ばねの技能検定について紹介

ばねの技能検定について紹介

 

今回は、ばね製造における技能検定制度について解説していきたいと思います。

日本には様々な職業の技能や知識を検定する国家試験がありますが、ばねの製造においてもそういった技能検定が存在します。

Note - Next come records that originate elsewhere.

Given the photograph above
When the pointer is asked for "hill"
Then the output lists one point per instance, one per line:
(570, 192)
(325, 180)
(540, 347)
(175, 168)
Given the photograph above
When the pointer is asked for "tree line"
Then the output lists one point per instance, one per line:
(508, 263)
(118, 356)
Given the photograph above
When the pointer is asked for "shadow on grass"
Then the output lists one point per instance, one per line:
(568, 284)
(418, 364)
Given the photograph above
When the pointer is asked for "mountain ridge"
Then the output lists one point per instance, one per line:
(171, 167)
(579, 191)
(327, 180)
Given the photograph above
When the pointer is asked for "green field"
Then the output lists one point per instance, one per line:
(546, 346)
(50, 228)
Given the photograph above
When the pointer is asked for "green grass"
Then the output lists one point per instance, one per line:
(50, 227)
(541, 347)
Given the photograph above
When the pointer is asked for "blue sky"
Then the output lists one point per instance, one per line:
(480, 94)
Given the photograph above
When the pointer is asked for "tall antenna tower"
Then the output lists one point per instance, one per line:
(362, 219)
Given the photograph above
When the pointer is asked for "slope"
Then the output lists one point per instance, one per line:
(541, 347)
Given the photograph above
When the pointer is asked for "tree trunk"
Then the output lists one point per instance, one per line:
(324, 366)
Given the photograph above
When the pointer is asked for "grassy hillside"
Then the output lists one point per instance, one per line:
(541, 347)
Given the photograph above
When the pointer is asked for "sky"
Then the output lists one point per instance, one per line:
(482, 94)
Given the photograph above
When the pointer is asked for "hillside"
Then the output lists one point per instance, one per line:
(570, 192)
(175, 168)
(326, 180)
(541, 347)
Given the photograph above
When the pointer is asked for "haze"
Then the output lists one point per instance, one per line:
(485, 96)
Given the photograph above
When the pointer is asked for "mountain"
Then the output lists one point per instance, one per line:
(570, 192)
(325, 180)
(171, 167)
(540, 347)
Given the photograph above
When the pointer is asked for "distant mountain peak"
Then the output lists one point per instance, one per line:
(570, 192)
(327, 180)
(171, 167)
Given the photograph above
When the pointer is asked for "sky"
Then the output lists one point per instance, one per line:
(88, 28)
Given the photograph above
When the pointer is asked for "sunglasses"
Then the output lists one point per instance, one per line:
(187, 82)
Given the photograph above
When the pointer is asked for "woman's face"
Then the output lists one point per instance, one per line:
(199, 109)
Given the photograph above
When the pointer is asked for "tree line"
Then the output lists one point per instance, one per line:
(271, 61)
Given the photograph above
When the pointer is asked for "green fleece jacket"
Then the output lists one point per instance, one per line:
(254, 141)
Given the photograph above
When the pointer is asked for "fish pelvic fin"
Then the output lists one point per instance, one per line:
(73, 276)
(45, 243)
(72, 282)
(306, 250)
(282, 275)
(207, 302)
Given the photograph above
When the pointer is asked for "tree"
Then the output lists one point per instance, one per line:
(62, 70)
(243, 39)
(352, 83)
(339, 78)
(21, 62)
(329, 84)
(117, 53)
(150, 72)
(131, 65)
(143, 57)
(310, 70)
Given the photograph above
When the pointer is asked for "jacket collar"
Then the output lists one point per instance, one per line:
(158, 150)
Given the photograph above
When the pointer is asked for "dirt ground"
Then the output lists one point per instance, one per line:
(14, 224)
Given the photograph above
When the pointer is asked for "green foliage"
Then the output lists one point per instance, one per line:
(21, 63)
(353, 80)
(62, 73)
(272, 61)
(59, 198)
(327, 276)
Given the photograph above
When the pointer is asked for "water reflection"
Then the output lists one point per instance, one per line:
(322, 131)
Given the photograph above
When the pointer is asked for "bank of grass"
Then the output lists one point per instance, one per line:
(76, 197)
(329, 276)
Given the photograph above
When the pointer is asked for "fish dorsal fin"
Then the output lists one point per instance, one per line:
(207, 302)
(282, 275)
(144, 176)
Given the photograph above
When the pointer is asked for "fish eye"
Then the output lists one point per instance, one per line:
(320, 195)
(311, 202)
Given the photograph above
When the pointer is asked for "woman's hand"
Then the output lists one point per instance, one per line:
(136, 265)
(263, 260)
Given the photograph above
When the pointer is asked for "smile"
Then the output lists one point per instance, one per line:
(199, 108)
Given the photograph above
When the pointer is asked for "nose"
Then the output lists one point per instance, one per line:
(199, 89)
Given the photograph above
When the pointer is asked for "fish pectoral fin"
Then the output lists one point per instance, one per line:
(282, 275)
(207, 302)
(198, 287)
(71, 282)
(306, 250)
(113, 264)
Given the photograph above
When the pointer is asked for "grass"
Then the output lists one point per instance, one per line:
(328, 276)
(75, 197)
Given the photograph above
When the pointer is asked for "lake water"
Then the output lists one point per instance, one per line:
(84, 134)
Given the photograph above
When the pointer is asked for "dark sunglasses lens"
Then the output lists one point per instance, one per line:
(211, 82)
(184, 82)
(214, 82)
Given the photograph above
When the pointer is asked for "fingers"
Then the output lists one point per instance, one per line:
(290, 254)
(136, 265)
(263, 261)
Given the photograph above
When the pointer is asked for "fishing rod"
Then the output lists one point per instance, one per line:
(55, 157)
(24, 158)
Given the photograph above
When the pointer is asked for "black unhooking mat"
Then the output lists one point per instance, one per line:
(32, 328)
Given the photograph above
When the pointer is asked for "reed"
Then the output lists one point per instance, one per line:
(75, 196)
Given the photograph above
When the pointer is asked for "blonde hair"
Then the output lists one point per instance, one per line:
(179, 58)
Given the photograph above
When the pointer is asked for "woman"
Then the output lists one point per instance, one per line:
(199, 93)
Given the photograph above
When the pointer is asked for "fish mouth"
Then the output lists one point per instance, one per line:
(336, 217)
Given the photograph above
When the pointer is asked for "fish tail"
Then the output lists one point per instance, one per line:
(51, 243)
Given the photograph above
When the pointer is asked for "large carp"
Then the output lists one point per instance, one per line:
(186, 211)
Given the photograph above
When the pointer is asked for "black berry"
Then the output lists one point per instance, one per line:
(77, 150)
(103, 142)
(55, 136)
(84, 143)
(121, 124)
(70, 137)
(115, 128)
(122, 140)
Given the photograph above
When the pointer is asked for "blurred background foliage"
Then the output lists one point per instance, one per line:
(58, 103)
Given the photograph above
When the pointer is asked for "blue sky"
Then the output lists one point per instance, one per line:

ばね製造の技能検定、どういった技術や知識が試験として出てくるのか。またいつから技能検定が行われているのか。その歴史や内容を見ていきましょう。

そもそも技能検定って何 ?
技能検定制度とはその職業に従事する労働者の技能や知識を検定し、これを公に証明する国家検定制度(国家試験)のことです。
技能検定制度は、職業能力開発促進法に基づき労働者の技能と地位、企業に雇用してもらえる能力の向上を図ることを目的として昭和34年度に開始され現在まで行われています。
技能検定に合格すると1級や特級といった上位等級では厚生労働大臣の合格証書が、その他のものでは都道府県知事、または指定機関名の合格証書が交付され、職種名を冠した「技能士」を名乗ることが出来るようになります。
実施されている職種については令和4年4月1日現在で130職種あり、金属加工や建築、電気関連といった一般的なものからキャリアコンサルティング、ファイナンシャル・プランニングからフィットネスクラブ・マネジメントまで多岐にわたります。
またその時代に合わせて実施される職種は変化しており、近年では眼鏡作製作業や金融窓口サービス業務などが追加され、廃止されたものでは陶磁器製造作業があります。
技能検定試験には1級、2級、3級といった等級を区分するものと等級を区分しない単一等級があります。
またそれぞれの等級ごとの技能レベルが細かく設けられており検定試験を受ける際の目安や検定所有者の技能レベルが分かりやすくなっています。
試験内容はどの職種においても実技試験と学科試験がありその両方を合格することで技能士になることができます。
実技試験では実際に物を作ったり、設備の点検、調整などを行う製作等作業試験、図表や写真を見て状況などを判断する判断等試験、図表の作成や計算などを行う計画立案等試験、3つの中から職種ごとに適当なものを組み合わせて行われます。
学科試験においては、都道府県知事が実施する職種で2級以上、単一等級の試験では多肢択一式と真偽式を組み合わせた問題が50問出題され、3級では真偽式の問題が30問出題されます。
ばね製造の技能検定
ばね製造作業に区分される検定は線ばね製造作業の1級と2級、薄板ばね製造作業の1級と2級があります。
線ばね製造作業での実技試験では主に手作業冶具によるねじりコイルばねの加工、変形カムの選定及びコイリングマシンの調整、ばねの不具合及び発生原因の判定など
薄板ばね製造作業ではハンドプレスによる薄板ばねの加工、フォーミングマシンによるカムの選定と取付け及び調整、ばねの不具合の判定など。
学科試験においてはどちらも共通してばねの性能、ばねの分類、特徴及び用途に関するもの、ばね用語と熱処理、表面処理といったところから材料、品質、電気、製図、安全衛生などが関連して出題されます。
そこから加えて線ばね、薄板ばねそれぞれ受験した方の専門的な知識が求められる問題が出題されます。
まとめ
技能検定の全体的な説明からばね製造の検定まで解説していきましたがいかがでしたでしょうか?
技能検定は製造業に限らず幅広い職業で行われていますので読者のみなさんも是非スキルアップを目指して受験してみてください!
筆者も現在、線ばね製造作業の2級を持っていますのでさらに上を目指して頑張っていきたいです。